Jim Boeheim’s team had dropped a 72-71 decision to Pittsburgh in the ACC Tournament, and the Orange had a pedestrian 19-13 record. They were 9-9 during the ACC’s regular season, and Syracuse detractors around the country said the team didn’t belong in the Big Dance.
But the selection committee saw some things in the Syracuse program that the critics did not. Take Syracuse’s Feb. 29 game at North Carolina. While Syracuse dropped a 75-70 decision at Chapel Hill, the Orange were within two points in the final minute. North Carolina’s powerful team, led by Brice Johnson, was blowing opponents out on a regular basis, yet the Orange played them nearly even on their home court.
That game was significant because it clearly indicated that Syracuse could play with the best teams in the nation.
So, while critics pinched their noses and held their breath, the Orange started playing and winning NCAA Tournament games, and now the 10th seed in the East Regional finds itself in the Final Four.
Syracuse once again has to play the Tar Heels, and this time they will do it in Houston instead of Chapel Hill. The oddsmakers have made North Carolina a nine-point favorite, but Syracuse may have the Tar Heels just where they want them.
There is a lot more pressure on North Carolina to cut down the nets on Monday night than there is on any of the other three teams. Oklahoma and Villanova are both No. 2 seeds and excellent teams, but the experts believe that Roy Williams and the Tar Heels will be the last group standing.
That’s just fine with Boeheim and the Orange. Boeheim has proved correct after he criticized Syracuse detractors at the start of the tournament. Their wins over Dayton, Middle Tennessee, Gonzaga and Virginia have shown that this is a team that can turn up the defensive pressure when it matters most and can score when the game is on the line.

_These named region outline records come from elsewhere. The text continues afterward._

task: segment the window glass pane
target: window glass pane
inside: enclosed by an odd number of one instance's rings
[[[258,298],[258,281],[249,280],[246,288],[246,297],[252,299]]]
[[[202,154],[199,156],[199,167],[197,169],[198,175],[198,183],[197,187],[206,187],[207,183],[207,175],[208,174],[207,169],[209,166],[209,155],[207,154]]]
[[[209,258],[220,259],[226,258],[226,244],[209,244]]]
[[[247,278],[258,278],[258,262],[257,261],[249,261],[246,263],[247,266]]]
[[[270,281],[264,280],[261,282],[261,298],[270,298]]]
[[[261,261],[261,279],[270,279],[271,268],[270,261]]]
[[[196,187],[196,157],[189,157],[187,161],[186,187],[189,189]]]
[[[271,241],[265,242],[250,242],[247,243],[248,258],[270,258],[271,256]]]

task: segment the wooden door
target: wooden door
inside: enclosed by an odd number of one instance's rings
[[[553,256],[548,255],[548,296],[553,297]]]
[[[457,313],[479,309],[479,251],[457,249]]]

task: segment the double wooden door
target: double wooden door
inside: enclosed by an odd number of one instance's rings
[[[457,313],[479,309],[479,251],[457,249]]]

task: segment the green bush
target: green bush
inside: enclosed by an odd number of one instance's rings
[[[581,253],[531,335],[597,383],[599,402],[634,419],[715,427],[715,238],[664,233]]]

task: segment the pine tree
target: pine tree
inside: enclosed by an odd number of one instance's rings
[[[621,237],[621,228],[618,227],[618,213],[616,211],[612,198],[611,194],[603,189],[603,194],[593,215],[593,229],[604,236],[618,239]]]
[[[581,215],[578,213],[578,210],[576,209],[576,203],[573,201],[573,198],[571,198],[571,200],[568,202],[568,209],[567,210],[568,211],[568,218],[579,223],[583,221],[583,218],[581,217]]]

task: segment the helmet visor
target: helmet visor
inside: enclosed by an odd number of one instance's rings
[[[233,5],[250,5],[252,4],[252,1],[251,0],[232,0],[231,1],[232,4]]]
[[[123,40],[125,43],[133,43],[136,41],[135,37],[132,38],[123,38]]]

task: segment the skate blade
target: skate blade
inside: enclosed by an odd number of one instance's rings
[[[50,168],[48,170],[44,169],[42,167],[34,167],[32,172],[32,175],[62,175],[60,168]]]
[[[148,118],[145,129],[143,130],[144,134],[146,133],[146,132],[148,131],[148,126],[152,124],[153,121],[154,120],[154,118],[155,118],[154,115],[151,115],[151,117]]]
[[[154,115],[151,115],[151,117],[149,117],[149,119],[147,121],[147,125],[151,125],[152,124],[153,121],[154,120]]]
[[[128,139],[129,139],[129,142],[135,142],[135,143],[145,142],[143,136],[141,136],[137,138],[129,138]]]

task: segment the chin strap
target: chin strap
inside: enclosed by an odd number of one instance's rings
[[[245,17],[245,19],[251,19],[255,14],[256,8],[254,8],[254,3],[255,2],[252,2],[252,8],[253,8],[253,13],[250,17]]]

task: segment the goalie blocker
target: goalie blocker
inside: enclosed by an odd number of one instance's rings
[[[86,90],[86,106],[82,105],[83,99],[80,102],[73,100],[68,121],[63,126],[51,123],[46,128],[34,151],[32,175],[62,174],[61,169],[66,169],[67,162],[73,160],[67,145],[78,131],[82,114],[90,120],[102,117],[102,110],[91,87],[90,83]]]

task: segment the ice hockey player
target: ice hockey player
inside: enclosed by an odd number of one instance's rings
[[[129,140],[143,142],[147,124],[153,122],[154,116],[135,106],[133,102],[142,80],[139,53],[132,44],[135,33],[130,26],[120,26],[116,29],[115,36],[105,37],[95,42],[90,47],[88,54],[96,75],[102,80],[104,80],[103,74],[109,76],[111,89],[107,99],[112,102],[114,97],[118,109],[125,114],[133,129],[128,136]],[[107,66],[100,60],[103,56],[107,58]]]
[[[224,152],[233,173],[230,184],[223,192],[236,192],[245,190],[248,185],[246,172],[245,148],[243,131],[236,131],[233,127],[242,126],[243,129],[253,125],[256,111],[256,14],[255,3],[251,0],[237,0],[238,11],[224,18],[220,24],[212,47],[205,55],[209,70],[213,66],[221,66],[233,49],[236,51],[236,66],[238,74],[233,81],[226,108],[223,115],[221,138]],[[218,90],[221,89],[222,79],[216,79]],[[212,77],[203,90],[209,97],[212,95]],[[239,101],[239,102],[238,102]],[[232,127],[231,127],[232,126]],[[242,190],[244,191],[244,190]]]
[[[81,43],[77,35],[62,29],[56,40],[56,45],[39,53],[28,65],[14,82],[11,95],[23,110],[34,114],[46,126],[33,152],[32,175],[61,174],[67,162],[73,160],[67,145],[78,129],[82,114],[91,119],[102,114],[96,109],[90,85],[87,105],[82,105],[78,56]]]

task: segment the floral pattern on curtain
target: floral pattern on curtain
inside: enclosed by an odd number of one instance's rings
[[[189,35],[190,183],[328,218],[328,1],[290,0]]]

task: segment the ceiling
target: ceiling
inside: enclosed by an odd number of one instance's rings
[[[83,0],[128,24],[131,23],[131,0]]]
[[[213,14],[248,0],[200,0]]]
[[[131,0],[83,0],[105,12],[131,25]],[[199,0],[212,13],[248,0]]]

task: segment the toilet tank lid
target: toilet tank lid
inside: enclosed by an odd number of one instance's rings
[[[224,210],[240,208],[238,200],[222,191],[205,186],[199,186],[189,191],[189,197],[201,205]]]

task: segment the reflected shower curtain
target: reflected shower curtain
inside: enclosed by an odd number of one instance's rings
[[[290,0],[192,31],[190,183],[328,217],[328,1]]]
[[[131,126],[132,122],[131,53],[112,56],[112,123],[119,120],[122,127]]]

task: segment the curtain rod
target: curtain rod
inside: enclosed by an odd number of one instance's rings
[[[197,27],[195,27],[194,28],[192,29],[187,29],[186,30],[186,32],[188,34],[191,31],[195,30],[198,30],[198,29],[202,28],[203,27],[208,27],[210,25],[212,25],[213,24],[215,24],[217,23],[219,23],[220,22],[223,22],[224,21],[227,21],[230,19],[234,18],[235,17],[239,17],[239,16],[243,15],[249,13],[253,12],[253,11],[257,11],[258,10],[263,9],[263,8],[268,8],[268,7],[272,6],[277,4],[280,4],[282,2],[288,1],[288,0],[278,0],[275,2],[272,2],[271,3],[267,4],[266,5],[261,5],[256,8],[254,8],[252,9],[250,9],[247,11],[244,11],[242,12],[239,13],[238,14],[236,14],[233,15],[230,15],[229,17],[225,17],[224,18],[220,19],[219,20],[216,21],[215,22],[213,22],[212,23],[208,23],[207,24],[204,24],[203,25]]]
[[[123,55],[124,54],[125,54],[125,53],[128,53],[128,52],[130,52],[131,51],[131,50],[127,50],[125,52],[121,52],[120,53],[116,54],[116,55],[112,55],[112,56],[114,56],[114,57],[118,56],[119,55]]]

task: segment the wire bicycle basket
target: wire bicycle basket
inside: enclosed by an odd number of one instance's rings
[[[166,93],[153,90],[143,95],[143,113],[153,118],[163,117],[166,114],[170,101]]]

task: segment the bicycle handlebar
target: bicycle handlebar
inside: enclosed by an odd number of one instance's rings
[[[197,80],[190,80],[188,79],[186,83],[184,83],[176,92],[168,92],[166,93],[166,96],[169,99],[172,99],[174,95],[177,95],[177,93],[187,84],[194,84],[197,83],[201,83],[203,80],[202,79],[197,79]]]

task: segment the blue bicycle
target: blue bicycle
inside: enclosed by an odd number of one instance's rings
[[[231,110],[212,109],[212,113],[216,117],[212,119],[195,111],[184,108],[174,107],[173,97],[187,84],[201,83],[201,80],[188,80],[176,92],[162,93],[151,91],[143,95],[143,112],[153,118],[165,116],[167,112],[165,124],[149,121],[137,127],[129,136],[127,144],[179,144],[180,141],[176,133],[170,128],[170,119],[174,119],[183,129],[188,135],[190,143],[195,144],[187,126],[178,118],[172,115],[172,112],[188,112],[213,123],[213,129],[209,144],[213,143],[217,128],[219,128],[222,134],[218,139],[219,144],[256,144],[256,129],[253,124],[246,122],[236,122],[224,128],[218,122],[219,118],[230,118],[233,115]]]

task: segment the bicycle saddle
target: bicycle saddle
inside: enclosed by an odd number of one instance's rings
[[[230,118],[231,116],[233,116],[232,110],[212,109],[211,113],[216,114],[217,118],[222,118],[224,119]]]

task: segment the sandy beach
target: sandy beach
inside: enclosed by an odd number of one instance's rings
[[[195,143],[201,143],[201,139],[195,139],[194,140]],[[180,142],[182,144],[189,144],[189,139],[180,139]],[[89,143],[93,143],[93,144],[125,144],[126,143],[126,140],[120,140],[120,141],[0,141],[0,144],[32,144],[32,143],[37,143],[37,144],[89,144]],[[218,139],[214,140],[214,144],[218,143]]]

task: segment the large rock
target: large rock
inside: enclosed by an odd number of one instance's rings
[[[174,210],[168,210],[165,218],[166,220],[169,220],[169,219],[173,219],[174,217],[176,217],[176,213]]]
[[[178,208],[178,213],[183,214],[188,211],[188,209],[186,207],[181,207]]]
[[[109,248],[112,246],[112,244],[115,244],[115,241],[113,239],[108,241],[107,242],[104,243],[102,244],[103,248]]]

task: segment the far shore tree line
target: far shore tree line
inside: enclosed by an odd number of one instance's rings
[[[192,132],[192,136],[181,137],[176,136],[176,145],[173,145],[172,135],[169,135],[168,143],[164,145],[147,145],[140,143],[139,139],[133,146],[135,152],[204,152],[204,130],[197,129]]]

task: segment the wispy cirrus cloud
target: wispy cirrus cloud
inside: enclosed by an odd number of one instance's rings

The shocking win over top-seeded Virginia shows the Orange will not be intimidated. They were down by 14 points at halftime to the Cavaliers, and the deficit grew to 16 points early in the second half. But Malachi Richardson scored 21 of his 23 points in the second half, as the Orange rallied all the way back.
”It was a whole team effort, and these guys really deserve it,” Boeheim said after the memorable victory. ”We beat a great basketball team. I’ve never been prouder in all my 40 years as coach of a basketball team as I am of this team tonight.”
Richardson, Michael Gbinije, Trevor Cooney, Tyler Roberson, DaJuan Coleman and Tyler Lydon know just what they will have to do as they take on North Carolina in the national semifinal game.
They clearly understand what the Tar Heels are capable of doing and when they look at the videotape of North Carolina’s Elite Eight win over Notre Dame, that viewing will confirm just how good Johnson, Marcus Paige and Joel Berry II are when the game is on the line.
But Syracuse’s familiarity with the Tar Heels is a good thing, and it means they won’t be beaten before they take the court.
Boeheim is taking his fifth team to the Final Four, and this is the sixth time that a Syracuse team has gotten that far. Syracuse teams clearly know how to play under the brightest lights.
Few give Syracuse a chance against North Carolina, and the odds of Syracuse coming away with the championship Monday night are slim. However, this is a team that does not fold up under extreme pressure.
They have clutch scoring and their famous zone defense that seems to be at its best when the situation is most difficult.
If the Orange can keep Johnson from swatting shots into the third row and keep the game close through the first half, they should have a chance to pull off a monumental upset that turns the college basketball world upside down.